Show HN: Peer Mentor Match – Automatic matching for peer mentorships - mobesa
https://assemblymade.com/peer-mentor-match
======
markovbling
This is great - just signed up!

Also cool to hear about Assembly.

Think the idea of automating peer-matching is great.

I'd love to see some split test data on the quality of questions.

I mean that would be the strength right? If you had people signing up for peer
matches then you can also see how they experienced them. So you run batch A of
"match questions" against one match, and batch B against another and just
split test until you find the set of matchmaking survery questions that work
best (which would be so cool to see data on since it says so much about how
people work).

Now of course that would be proprietary data and part of the value of this as
a company but I've been playing around with an idea and I'd like to hear what
you think...

Part of your problem is the so-called "chicken and egg" problem right? I mean
you only have the data to design a good matchmaking service once people have
used your matchmaking service.

Now it's important to keep in mind that you can't regard the questions that
your data tells you are the "best" because by definition every user has to
answer them and therefore they're public.

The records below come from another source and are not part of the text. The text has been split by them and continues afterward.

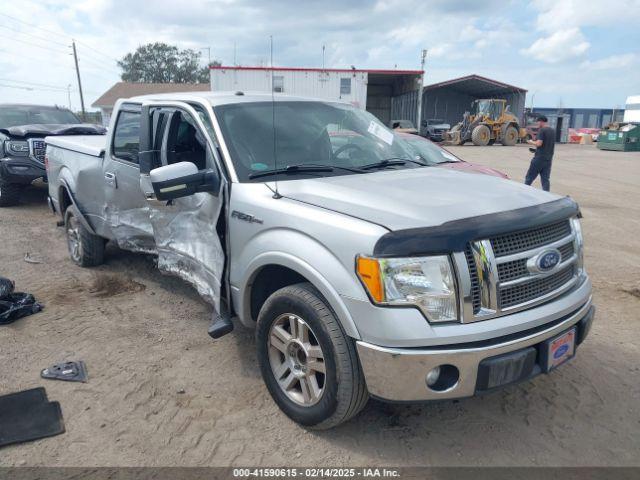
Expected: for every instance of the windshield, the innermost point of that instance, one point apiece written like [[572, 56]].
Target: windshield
[[307, 134], [13, 116], [429, 152]]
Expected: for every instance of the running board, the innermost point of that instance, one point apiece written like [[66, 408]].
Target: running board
[[221, 324]]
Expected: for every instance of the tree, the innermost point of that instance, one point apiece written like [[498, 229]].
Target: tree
[[163, 63]]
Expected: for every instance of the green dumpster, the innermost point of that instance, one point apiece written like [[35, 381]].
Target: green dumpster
[[624, 137]]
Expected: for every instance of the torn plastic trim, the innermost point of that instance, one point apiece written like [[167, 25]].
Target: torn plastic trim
[[131, 229], [188, 244]]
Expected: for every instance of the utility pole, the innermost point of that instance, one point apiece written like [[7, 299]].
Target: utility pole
[[208, 49], [75, 58], [419, 113]]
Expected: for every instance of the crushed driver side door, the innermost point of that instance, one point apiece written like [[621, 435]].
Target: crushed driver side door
[[184, 229]]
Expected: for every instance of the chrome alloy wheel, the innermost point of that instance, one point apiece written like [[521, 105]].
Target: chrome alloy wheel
[[73, 239], [296, 360]]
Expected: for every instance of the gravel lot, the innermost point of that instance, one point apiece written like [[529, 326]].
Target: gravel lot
[[161, 392]]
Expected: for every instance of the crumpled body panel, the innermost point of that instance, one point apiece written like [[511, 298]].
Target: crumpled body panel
[[188, 245], [132, 229]]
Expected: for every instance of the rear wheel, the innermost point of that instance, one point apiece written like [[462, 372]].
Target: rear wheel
[[510, 137], [85, 249], [10, 194], [481, 135], [309, 365]]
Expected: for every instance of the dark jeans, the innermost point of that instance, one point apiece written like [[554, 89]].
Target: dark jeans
[[542, 167]]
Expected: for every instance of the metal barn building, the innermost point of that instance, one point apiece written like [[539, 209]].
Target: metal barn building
[[372, 90], [450, 99]]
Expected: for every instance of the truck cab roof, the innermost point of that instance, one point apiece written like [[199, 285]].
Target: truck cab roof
[[222, 97]]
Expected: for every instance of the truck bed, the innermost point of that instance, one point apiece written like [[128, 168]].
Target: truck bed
[[93, 145]]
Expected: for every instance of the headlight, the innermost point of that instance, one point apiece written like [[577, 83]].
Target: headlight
[[18, 148], [425, 282], [578, 242]]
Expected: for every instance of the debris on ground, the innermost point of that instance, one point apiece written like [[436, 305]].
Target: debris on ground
[[29, 259], [67, 371], [28, 415], [15, 305]]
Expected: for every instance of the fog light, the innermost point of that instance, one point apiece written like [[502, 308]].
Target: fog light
[[443, 378], [432, 376]]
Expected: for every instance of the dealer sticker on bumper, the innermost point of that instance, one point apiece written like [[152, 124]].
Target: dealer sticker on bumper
[[561, 349]]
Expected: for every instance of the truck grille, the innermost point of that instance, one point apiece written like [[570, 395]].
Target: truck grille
[[529, 239], [507, 283], [475, 284], [518, 268], [525, 292], [38, 149]]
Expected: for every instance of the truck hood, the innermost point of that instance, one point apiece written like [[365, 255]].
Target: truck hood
[[416, 197], [49, 129]]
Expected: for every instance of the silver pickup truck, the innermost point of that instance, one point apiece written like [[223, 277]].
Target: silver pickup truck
[[363, 270]]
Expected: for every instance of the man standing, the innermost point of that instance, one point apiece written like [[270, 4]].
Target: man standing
[[541, 162]]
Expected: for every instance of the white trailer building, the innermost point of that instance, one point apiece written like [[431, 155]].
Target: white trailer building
[[372, 90]]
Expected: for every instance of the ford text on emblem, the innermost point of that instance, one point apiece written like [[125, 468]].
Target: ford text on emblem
[[546, 261]]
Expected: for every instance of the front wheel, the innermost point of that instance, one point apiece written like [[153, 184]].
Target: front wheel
[[309, 365], [481, 135]]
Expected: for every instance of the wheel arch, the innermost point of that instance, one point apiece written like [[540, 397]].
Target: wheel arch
[[271, 271]]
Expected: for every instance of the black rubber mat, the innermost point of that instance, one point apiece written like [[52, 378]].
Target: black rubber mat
[[27, 415]]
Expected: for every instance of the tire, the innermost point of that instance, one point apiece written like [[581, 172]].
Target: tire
[[510, 137], [10, 194], [332, 397], [85, 249], [481, 135]]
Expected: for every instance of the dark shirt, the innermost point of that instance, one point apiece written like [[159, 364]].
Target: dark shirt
[[548, 137]]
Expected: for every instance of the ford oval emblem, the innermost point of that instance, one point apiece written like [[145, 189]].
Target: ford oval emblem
[[545, 261], [561, 351]]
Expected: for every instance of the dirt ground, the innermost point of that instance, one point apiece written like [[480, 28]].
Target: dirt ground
[[161, 392]]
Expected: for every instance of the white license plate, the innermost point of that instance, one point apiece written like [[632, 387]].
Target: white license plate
[[561, 349]]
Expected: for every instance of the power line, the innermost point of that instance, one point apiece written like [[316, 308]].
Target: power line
[[3, 85], [97, 51], [34, 36], [59, 34], [33, 83], [33, 44]]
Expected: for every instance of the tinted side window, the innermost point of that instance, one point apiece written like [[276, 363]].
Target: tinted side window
[[126, 136]]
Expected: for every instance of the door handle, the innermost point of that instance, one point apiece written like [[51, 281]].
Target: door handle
[[110, 179]]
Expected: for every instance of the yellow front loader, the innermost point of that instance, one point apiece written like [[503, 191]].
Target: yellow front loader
[[489, 121]]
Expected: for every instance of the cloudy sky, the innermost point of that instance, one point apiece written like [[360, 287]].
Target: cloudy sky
[[571, 53]]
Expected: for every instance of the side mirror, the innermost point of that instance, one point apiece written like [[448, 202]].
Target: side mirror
[[181, 180]]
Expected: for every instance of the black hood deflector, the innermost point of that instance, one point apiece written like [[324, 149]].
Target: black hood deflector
[[453, 236], [44, 130]]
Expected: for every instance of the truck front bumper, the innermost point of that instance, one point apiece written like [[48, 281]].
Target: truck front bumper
[[21, 170], [400, 374]]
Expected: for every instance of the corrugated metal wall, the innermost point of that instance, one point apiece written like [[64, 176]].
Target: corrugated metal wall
[[306, 83]]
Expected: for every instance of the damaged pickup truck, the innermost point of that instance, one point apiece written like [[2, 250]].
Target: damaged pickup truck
[[22, 148], [363, 269]]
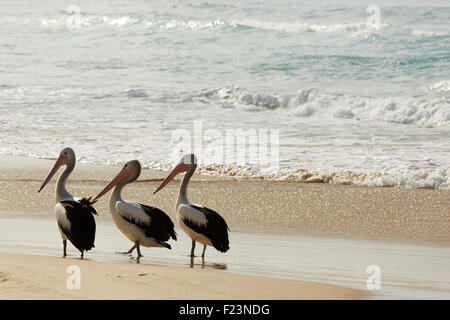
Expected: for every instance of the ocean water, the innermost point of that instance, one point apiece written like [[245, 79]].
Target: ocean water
[[352, 98]]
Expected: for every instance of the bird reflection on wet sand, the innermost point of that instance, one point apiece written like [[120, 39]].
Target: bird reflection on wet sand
[[218, 266]]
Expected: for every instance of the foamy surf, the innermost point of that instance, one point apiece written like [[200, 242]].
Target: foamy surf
[[398, 177]]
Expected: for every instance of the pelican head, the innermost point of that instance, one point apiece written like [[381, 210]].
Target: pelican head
[[187, 162], [129, 173], [66, 157]]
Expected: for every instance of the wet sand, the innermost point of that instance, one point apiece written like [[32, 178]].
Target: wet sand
[[40, 277], [390, 214], [277, 215]]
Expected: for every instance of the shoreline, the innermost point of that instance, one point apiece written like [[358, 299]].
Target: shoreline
[[417, 216], [43, 278], [292, 219]]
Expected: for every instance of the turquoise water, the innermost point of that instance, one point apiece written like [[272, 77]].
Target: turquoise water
[[117, 80]]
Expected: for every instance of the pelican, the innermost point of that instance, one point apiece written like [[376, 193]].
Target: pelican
[[74, 215], [143, 225], [201, 224]]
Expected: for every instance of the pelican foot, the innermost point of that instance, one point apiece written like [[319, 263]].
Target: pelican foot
[[126, 252]]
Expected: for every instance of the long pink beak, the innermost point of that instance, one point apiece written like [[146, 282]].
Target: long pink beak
[[123, 174], [60, 162], [181, 167]]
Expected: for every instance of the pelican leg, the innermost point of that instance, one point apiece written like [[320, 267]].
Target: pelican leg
[[139, 249], [64, 248], [203, 253], [129, 251], [193, 248]]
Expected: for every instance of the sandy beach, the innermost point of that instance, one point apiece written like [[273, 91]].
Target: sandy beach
[[390, 215]]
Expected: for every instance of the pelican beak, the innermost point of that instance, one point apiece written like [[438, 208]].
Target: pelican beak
[[60, 162], [123, 174], [181, 167]]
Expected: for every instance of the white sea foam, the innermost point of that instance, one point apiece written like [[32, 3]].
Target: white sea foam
[[295, 27], [398, 177]]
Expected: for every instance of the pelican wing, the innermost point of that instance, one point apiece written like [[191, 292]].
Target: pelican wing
[[76, 220], [153, 221], [215, 228]]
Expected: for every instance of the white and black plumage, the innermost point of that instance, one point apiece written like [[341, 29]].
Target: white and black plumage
[[142, 224], [74, 215], [201, 224]]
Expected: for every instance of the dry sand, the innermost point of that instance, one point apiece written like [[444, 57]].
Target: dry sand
[[395, 214], [391, 214]]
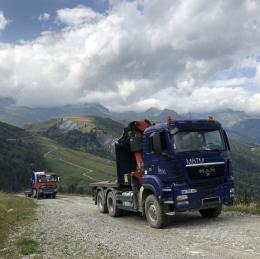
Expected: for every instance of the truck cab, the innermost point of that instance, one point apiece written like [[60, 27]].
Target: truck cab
[[185, 165], [44, 184]]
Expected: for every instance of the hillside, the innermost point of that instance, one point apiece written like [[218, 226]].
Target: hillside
[[77, 169], [246, 163], [247, 130], [18, 157], [84, 133], [17, 115]]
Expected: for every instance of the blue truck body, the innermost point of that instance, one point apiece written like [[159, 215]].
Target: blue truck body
[[175, 178]]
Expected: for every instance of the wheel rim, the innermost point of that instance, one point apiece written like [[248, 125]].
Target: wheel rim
[[152, 212], [100, 203], [110, 204]]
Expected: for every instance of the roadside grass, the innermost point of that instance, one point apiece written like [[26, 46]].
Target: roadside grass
[[14, 212], [27, 245], [251, 208], [75, 168]]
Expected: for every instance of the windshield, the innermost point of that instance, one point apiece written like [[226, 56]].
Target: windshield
[[185, 141], [48, 178]]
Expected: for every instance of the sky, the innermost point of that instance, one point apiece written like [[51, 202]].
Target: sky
[[186, 55]]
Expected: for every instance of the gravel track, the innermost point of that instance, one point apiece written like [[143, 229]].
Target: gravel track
[[72, 227]]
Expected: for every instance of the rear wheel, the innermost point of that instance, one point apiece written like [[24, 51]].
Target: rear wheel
[[113, 210], [154, 212], [211, 212], [101, 202]]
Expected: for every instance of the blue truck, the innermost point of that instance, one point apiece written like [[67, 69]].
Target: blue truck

So given that the "best set of matchmaking questions" are public as part of
your service, and given that the best way for you to determine these questions
is if you have data on how matches turn out conditional on being shown a
number of possible questions... then what if you solved it by appealing to
human knowledge benefiting by obtaining the optimal set of questions.

Like maybe it's not significant or big enough on its own, but I'd definitely
be more likely to sign up for a matchmaking service if i was reminded that my
participation is helping the world learn what the optimal set of matchmaking
questions are.

You're doing this service for the world's knowledgebase ANYWAY so may as well
capitalize it.

A sort of "knowledge Kickstarter", if you will.

First time I've written that out - interested to hear thoughts? :)